Negli ultimi giorni la proposta principale è quella di riaprire, con un emendamento in manovra finanziaria, i termini del condono edilizio 2003 che il governo Berlusconi volle e che l'allora Regione di centrosinistra, con Antonio Bassolino, bloccò. Il centrosinistra e il candidato progressista alla Regione Roberto Fico sono contrari.
«Assolutamente contrari. È uno spot elettorale e le dirò che sono pronto a scommettere su una cosa: quell'emendamento verrà ritirato dopo le elezioni, una volta incassata la sconfitta. Del resto ci sono sono crepe nella maggioranza su questo emendamento-spot, scritto da gente che non sa più cosa inventarsi. È inaccettabile e comunque lo contrasteremo in Parlamento. Ma oggi hanno fatto dell'altro».
Si riferisce alle pre-intese per l'autonomia differenziata che il ministro Calderoli firmerà con le Regioni Liguria, Lombardia, Piemonte e Veneto a nome del Governo Meloni, vero?
«Esatto. È il primo passo verso il più grande riassetto di poteri della nostra storia repubblicana. Significa, per esempio, che il Veneto potrà pagare di più insegnanti della Campania o della Sicilia, che il personale sanitario al Nord potrà essere pagato più che in Calabria. Significa pensare a una politica commerciale estera regionale, che collocherebbe le imprese fuori dal mercato. Dobbiamo ragionare come Unione Europea, non come venti staterelli. È il retaggio ideologico di una destra che non ha mai rinunciato all’idea della secessione leghista, e Giorgia Meloni è complice – se non protagonista – di questa vicenda. Non sono patrioti: stanno spaccando la patria. E tutti i parlamentari meridionali della destra che stanno zitti, compreso Cirielli, ne sono responsabili».
Torniamo alle Regionali. Che campagna elettorale è stata? Lei ne avrà viste un po' da quando ha iniziato a far politica.

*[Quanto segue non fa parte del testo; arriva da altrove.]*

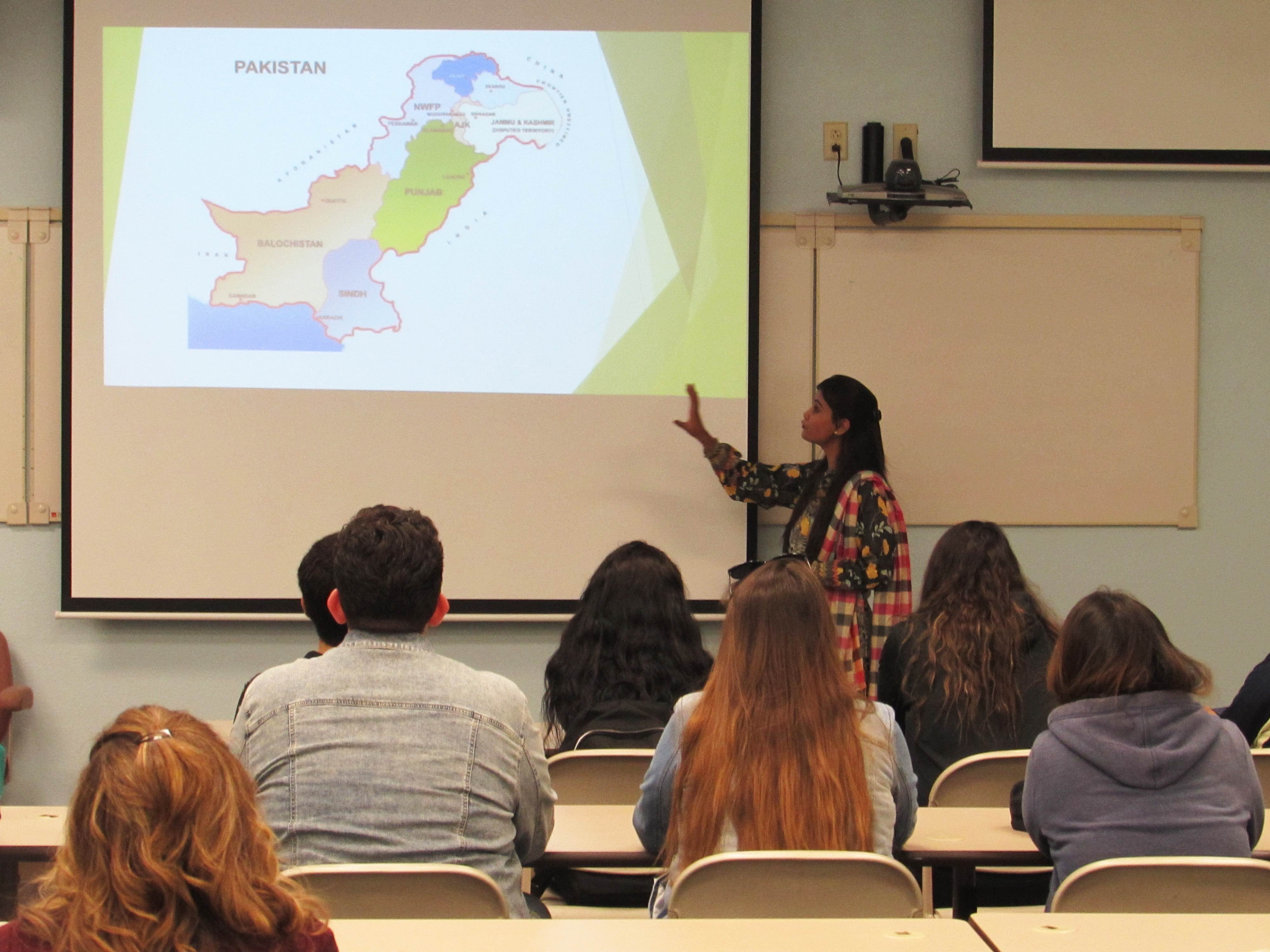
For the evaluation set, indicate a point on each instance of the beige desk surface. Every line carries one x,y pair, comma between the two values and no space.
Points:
984,836
31,832
647,936
1108,932
594,836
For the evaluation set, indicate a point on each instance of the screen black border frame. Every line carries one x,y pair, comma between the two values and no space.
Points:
291,606
1163,159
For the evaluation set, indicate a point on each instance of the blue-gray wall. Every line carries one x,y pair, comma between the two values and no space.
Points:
886,60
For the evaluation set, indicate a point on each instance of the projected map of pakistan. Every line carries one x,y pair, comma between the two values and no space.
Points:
444,211
317,262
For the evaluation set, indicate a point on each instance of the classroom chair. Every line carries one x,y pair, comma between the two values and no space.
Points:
608,777
223,729
796,884
1166,884
403,892
1262,761
981,780
599,777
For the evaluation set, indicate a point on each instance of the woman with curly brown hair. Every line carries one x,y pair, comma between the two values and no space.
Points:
967,672
166,852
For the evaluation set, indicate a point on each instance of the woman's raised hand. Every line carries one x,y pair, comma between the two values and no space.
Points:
693,426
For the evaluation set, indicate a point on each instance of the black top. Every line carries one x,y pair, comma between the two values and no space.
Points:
940,742
1252,706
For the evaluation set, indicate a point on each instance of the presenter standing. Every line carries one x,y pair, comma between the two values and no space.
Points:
846,520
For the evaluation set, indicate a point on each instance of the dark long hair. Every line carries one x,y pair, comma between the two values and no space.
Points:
633,638
971,630
862,451
1112,644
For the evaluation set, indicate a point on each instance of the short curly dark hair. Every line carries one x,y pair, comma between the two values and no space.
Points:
388,569
317,578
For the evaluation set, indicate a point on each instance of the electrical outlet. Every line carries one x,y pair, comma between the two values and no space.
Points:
835,135
901,131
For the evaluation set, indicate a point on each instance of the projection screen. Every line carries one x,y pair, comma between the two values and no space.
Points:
1165,84
462,257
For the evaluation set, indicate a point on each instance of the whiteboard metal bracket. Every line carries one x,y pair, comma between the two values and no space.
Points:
1192,233
815,230
37,225
16,513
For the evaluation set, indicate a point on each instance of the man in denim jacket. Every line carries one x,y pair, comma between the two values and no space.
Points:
385,752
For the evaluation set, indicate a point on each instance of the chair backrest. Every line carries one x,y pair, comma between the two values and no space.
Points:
982,780
796,884
404,892
1168,885
1262,761
599,777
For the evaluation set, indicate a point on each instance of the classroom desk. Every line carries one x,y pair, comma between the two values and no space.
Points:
1109,932
27,835
31,833
970,837
662,936
594,836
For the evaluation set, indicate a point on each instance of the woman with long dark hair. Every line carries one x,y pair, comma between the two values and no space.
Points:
967,672
1132,764
633,644
778,752
845,516
166,852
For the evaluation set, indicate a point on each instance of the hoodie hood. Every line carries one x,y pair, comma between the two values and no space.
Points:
1147,741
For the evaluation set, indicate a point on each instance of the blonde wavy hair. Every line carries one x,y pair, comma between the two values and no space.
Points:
166,851
775,744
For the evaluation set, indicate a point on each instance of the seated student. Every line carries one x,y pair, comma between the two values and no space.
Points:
166,851
967,672
777,752
317,577
1250,711
1132,764
629,653
384,752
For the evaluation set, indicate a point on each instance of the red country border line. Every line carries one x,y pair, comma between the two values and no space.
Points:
370,149
311,305
449,56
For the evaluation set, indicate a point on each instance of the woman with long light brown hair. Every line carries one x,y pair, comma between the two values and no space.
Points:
778,752
166,852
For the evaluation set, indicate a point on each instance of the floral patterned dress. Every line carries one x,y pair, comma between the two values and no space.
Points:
863,562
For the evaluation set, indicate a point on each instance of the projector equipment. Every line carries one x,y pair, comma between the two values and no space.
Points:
902,188
871,153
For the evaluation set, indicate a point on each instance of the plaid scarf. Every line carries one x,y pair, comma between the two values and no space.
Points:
864,628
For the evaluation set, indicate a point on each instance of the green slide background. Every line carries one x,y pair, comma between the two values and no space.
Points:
686,98
121,53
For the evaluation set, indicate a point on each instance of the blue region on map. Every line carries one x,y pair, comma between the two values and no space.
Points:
256,327
460,73
354,299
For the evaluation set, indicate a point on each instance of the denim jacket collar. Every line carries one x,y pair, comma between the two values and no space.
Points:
388,643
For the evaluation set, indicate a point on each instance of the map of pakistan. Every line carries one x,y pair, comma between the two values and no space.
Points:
411,210
317,263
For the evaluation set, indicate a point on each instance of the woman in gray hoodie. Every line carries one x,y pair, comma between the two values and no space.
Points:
1132,765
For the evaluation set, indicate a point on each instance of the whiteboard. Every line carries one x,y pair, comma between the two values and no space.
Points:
1032,370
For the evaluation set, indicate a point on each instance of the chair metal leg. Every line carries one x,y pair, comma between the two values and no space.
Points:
965,901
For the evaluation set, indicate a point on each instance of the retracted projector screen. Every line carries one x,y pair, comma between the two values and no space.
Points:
460,256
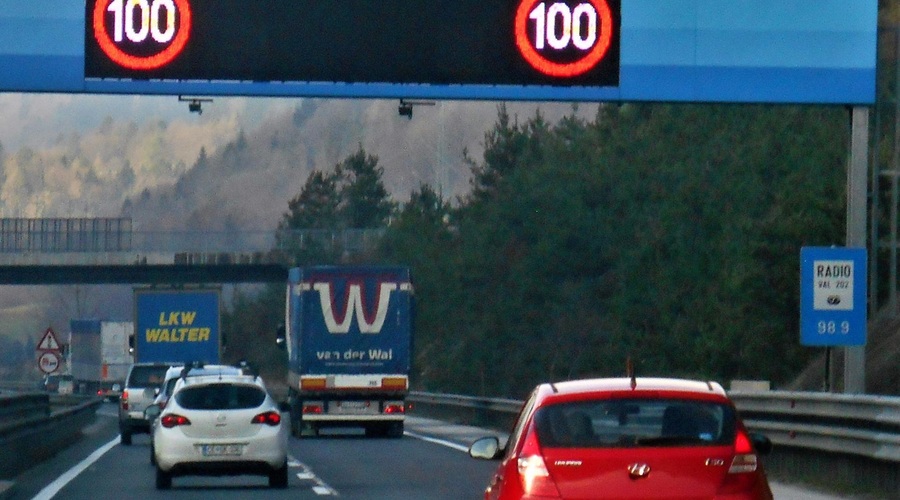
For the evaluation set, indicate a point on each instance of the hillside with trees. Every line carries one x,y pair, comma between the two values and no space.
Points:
669,234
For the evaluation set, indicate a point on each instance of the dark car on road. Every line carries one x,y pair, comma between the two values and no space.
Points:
141,387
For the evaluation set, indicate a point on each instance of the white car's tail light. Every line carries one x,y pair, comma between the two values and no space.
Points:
173,420
271,418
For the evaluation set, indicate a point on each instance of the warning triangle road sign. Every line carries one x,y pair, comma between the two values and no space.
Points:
48,342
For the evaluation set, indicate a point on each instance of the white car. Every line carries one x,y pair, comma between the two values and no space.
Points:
165,390
221,425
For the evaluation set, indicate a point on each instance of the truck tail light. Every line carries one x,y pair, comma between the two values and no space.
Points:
394,407
270,418
313,408
533,473
394,383
313,384
173,420
741,477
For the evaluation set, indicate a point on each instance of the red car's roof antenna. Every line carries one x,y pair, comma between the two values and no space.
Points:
629,371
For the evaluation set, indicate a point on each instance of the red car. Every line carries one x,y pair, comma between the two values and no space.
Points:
634,438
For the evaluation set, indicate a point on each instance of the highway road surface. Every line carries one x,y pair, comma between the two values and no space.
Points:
429,462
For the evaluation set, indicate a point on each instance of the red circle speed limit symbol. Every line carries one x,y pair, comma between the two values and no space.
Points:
48,362
142,34
563,38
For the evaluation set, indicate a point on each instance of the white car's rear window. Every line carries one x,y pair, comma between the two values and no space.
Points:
221,396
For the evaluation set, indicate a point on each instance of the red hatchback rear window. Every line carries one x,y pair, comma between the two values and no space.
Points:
627,423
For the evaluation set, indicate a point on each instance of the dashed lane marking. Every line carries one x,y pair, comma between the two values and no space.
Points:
53,488
306,474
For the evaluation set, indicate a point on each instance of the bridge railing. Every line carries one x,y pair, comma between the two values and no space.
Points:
830,439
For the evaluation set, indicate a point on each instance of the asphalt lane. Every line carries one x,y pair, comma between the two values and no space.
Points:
429,462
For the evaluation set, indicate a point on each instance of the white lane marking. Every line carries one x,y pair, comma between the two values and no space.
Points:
53,488
323,490
442,442
307,474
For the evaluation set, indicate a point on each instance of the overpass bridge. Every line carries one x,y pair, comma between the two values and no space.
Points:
110,251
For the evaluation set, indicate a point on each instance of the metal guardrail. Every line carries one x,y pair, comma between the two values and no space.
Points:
867,426
28,439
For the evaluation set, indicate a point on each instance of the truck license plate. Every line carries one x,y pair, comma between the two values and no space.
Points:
221,450
352,407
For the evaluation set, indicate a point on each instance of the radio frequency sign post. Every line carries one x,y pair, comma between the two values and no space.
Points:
833,299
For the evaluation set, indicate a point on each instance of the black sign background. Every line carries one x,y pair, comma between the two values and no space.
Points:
354,41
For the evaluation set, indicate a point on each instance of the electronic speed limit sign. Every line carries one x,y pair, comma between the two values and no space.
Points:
564,38
498,42
142,34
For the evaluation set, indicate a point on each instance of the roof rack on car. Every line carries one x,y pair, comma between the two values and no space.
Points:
190,366
247,368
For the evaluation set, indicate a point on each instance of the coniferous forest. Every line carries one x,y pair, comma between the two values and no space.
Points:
668,234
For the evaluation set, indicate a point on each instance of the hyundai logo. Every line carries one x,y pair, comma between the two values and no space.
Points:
638,471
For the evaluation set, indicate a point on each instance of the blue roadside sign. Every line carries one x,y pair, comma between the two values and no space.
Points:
833,301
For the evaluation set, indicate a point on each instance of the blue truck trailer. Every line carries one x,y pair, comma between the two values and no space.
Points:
348,334
177,326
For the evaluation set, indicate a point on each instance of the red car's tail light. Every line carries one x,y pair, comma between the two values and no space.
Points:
173,420
741,473
744,456
533,471
271,418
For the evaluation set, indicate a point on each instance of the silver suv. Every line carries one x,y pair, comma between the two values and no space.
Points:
141,387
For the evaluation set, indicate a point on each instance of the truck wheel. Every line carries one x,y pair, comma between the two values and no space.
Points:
296,426
278,477
163,479
125,436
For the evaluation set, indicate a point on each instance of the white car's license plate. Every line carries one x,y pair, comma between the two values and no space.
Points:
221,450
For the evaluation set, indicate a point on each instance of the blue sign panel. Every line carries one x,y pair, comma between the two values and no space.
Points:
177,326
745,51
833,296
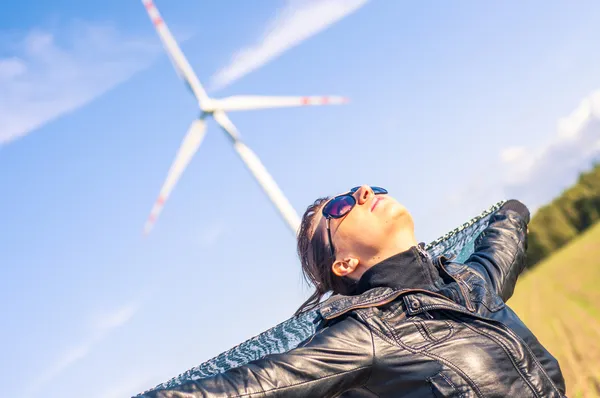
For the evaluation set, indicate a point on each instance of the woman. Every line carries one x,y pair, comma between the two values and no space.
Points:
401,324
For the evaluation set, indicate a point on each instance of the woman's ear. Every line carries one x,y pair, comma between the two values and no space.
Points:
345,267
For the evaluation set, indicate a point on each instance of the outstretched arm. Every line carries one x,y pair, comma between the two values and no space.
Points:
332,361
500,249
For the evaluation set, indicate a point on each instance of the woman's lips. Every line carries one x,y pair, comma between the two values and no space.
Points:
375,202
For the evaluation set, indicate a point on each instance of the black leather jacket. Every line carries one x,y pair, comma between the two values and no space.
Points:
457,338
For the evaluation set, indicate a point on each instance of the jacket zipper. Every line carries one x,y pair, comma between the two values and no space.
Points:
460,286
388,300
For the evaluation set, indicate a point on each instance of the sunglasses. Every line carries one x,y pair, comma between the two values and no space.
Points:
340,206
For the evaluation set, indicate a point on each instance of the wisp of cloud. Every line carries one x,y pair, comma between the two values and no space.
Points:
51,73
296,22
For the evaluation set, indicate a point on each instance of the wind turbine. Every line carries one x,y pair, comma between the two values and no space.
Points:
216,108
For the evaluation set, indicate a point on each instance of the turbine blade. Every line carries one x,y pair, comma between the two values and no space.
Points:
261,174
186,151
247,102
179,60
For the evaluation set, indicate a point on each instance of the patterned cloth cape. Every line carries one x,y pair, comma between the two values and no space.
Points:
458,243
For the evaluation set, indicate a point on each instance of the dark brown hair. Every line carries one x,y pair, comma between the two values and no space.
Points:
316,260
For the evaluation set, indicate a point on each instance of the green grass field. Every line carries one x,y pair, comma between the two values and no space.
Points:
559,300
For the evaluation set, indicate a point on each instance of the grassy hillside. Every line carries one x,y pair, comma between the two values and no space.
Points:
560,302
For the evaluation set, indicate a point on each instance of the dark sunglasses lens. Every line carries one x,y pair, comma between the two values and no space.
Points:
376,190
338,207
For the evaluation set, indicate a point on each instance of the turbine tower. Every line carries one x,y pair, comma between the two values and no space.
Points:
217,108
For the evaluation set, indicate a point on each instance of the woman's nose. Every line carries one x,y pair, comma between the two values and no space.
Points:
363,194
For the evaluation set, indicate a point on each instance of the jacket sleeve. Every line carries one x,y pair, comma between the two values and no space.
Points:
334,360
500,250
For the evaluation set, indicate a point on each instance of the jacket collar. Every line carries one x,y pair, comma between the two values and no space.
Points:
410,269
381,290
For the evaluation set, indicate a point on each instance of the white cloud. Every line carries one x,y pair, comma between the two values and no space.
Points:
128,387
539,174
294,23
49,74
102,326
533,175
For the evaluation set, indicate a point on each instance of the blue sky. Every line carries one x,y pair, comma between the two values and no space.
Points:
453,107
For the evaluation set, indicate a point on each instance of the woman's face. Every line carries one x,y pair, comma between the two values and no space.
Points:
372,224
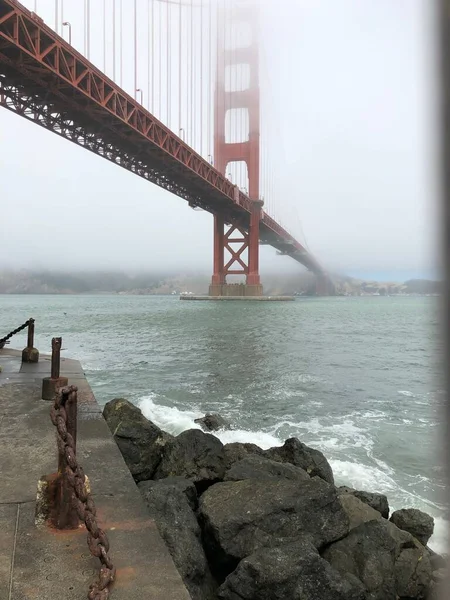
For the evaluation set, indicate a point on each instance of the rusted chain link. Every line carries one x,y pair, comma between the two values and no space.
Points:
14,331
97,540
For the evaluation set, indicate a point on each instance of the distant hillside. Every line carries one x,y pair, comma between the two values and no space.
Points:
303,283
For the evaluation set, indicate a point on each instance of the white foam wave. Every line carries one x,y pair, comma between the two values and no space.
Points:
379,477
169,418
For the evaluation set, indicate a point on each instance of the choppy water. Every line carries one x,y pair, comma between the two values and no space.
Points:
357,378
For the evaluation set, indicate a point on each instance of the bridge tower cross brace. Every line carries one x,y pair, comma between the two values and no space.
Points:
226,238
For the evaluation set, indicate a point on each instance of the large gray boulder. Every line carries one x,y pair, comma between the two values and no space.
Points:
309,459
388,561
170,504
368,553
292,571
239,450
357,512
416,522
258,467
140,441
413,573
212,423
240,517
194,455
378,502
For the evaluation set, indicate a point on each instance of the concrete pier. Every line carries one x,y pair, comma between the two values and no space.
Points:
240,298
38,563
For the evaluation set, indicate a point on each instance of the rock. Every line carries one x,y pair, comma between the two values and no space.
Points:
357,512
437,561
293,571
212,423
240,517
368,553
258,467
140,441
413,573
309,459
378,502
174,485
343,489
439,574
194,455
388,561
238,450
416,522
168,503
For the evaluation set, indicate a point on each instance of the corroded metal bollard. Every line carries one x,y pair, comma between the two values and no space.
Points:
62,512
30,354
50,385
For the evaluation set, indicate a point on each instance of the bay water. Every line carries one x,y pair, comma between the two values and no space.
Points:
358,378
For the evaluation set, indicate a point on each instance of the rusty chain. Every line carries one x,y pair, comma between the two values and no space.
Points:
83,502
14,331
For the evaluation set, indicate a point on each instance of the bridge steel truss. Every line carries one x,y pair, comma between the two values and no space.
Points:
45,80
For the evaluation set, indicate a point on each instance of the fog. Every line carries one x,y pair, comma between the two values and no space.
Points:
353,96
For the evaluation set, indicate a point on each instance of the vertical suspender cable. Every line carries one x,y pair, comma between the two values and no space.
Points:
88,28
192,76
104,36
85,28
208,97
168,63
179,66
135,49
201,77
114,40
149,53
160,63
121,42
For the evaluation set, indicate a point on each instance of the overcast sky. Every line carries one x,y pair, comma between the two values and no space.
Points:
352,88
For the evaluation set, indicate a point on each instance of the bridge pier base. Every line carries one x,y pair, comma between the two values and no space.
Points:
324,286
235,289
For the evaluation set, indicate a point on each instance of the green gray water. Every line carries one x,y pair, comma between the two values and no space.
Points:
356,377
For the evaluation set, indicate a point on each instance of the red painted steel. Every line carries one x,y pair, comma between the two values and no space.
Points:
45,80
246,151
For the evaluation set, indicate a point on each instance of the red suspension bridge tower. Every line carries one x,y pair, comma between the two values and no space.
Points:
236,248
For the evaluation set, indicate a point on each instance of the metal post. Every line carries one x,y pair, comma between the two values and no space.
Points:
30,354
30,340
56,357
63,511
51,385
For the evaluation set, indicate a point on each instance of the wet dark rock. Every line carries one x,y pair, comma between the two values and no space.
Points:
377,501
293,571
169,502
300,455
140,441
258,467
240,517
174,485
238,450
388,561
368,553
413,573
416,522
357,512
194,455
212,423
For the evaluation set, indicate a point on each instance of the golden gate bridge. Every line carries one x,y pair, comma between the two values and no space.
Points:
188,116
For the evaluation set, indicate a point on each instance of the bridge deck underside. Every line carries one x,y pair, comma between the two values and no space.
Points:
45,80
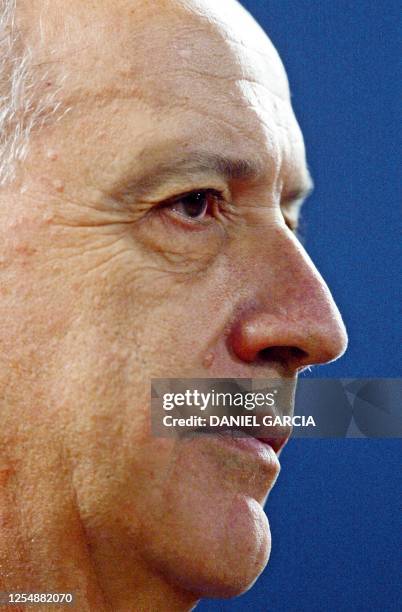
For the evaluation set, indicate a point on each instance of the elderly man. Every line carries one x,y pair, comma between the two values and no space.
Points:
151,176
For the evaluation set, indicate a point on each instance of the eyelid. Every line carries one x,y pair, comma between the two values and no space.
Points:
216,192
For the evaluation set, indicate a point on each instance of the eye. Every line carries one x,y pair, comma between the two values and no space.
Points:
195,205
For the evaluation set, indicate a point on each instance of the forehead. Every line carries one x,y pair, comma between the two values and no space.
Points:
188,64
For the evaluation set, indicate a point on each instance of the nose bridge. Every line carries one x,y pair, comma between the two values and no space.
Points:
285,280
289,304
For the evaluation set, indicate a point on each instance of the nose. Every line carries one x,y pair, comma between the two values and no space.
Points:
289,317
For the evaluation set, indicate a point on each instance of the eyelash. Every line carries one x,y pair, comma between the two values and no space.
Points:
218,206
214,208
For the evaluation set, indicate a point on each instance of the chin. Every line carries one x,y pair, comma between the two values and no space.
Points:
222,559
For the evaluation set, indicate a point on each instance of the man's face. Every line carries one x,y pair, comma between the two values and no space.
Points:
148,236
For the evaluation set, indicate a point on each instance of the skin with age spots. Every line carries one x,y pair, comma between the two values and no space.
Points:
148,234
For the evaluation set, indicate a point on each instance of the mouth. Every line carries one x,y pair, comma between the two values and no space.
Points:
276,443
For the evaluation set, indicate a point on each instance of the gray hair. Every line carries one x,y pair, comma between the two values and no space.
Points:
23,105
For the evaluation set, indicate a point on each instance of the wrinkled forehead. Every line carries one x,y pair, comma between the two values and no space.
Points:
141,41
198,61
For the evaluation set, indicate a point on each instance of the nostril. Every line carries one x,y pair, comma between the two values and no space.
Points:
282,354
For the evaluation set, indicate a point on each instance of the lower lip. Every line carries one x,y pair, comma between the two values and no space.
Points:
253,446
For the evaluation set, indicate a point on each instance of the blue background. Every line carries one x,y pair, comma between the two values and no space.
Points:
335,511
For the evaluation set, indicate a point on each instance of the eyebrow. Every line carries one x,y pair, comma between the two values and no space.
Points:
201,162
196,162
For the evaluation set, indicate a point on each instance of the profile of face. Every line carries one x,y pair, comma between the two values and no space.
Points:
149,233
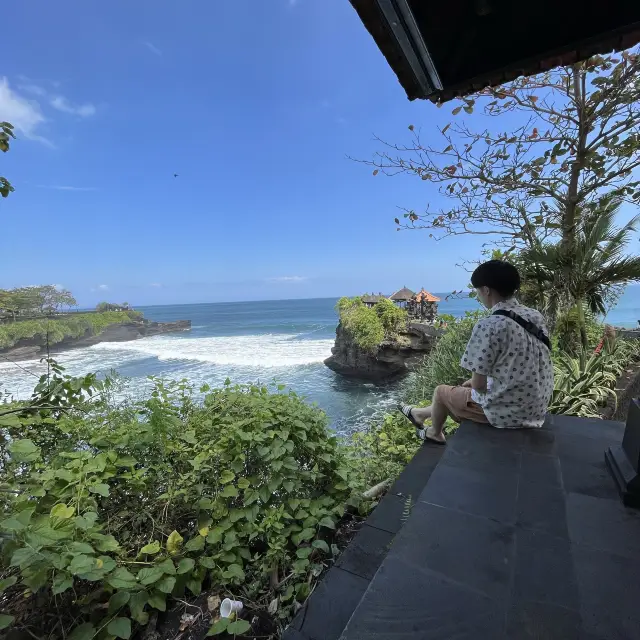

«Dal 2012 tutte quelle che ci sono state e non sono state poche…».
Cosa è cambiato dalla prima?
«Tutto. Sono cambiate radicalmente. All'epoca i social non avevano la rilevanza che hanno oggi: ora entrano nella vita delle persone e condizionano il voto, a volte purtroppo sostituendo la stampa. Poi l'intelligenza artificiale avrà sempre più un ruolo nella propaganda politica e dobbiamo esserne consapevoli. È cambiato anche il rapporto con i cittadini: una volta i partiti avevano un radicamento territoriale molto più solido. Io sono orgoglioso che il Partito Democratico, dal 2012 in poi, quel radicamento non solo non lo abbia perso, ma lo abbia rafforzato: circoli, amministratori locali, giovani democratici. Continuiamo a farlo e continueremo a farlo».
Roberto Fico nell'intervista con Fanpage ha parlato di un metodo di lavoro evidentemente diverso che porterà, se eletto, a Palazzo Santa Lucia. Al netto del governatore, pensa che quest'elezione cambierà qualcosa anche nell'approccio del Pd regionale?
«Il Pd si confermerà la prima forza politica della Regione, ne sono fiducioso. Io ho sostenuto fin dall’inizio che Roberto Fico fosse la persona giusta, per metodo e per approccio: è umile, sa stare tra la gente e sa ascoltare. Deciderà con le forze politiche quali proposte mettere in campo per la Campania e per il futuro dei cittadini. E le dirò, farà bene al Partito Democratico. Non dobbiamo essere solo forti nel consenso: dobbiamo essere percepiti come una forza che si cala nei problemi quotidiani delle persone. La nostra lista non è fatta solo da chi ha ruoli di partito e sa raccogliere voti, ma rappresenta la società campana. Francesca Amirante, la nostra capolista, è una docente che si occupa di cultura, una personalità capace di contaminare il Pd e rafforzarlo su un tema – quello della cultura – su cui in Campania abbiamo fatto un po’ di fatica a proporre un modello chiaro. Se penso che Fratelli d'Italia candida Gennaro Sangiuliano, che di cultura capisce poco… direi che siamo sulla strada giusta».